REASONS FOR JUDGMENT
1 On 19 February 2015 we allowed the appeals in each matter and on 13 March 2015 we published our reasons [2015] FCAFC 33. At that latter time we directed the parties to file submissions on the question of the costs of the appeals and the costs of the proceedings to date before the primary judge.
2 The appellants have contended that they should have their costs of the appeals and the proceedings before the primary judge. They also contend that they should have the costs of their applications to adduce fresh evidence on the appeals.
3 Contrastingly, the respondent (ASIC) contends that no order for costs should be made on the appeals, save that ASIC should be awarded its costs of the appellants' applications to adduce fresh evidence. As to the costs of the proceedings to date before the primary judge, ASIC contends that they should be reserved to his Honour for further determination.
4 In our opinion, the appellants should have their costs of the appeals. They were successful in establishing that his Honour's exercise of discretion had miscarried in failing to adjourn each of the petitions before him. True it is that the appellants raised before us other grounds of appeal, but most of them were unnecessary to decide. ASIC has sought to rely upon Stratton v Bowles (No 2) [2015] FCA 43 in support of its contention that no order for costs should be made on the appeals, but in that case no order for costs was made on the appeal because of the way the matter had proceeded at first instance. That case is distinguishable from the present. ASIC has also sought to rely upon authority to the effect that no order for costs is appropriate where a respondent has successfully applied for an adjournment of a creditor's petition. But in our view, that is a different context. We are here dealing with appeals from what has been found to be a wrongful exercise of discretion at first instance. We otherwise do not comment about the appropriateness of such a practice at first instance, if there be one.
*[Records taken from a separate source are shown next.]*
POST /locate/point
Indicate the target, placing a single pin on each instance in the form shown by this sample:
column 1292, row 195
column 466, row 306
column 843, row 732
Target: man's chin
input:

5 As to the appellants' applications to adduce fresh evidence on the appeals, there should be no order for costs. First, some of that material was relevant to our consideration in the context of re-exercising the discretion to adjourn. Second, little time or attention was devoted by ASIC to addressing those applications. Third, if the primary judge had properly exercised his discretion and granted the adjournment, no such application would have been prompted. Fourth, in the result, it became unnecessary to deal with the applications. In all the circumstances, and even though we would have refused the applications had it been necessary to do so, we consider that costs should lie where they fall.
6 Finally, as to the costs to date of the proceedings at first instance, we consider it more appropriate that we order that those costs be the parties' costs in the cause rather than to trouble the primary judge further with their determination. If his Honour had adjourned the petitions before him, that in effect would have been the costs position that would have applied in any event.
7 We will order accordingly.
I certify that the preceding seven [7] numbered paragraphs are a true copy of the Reasons for Judgment herein of the Honourable Justices Edmonds, Gordon and Beach.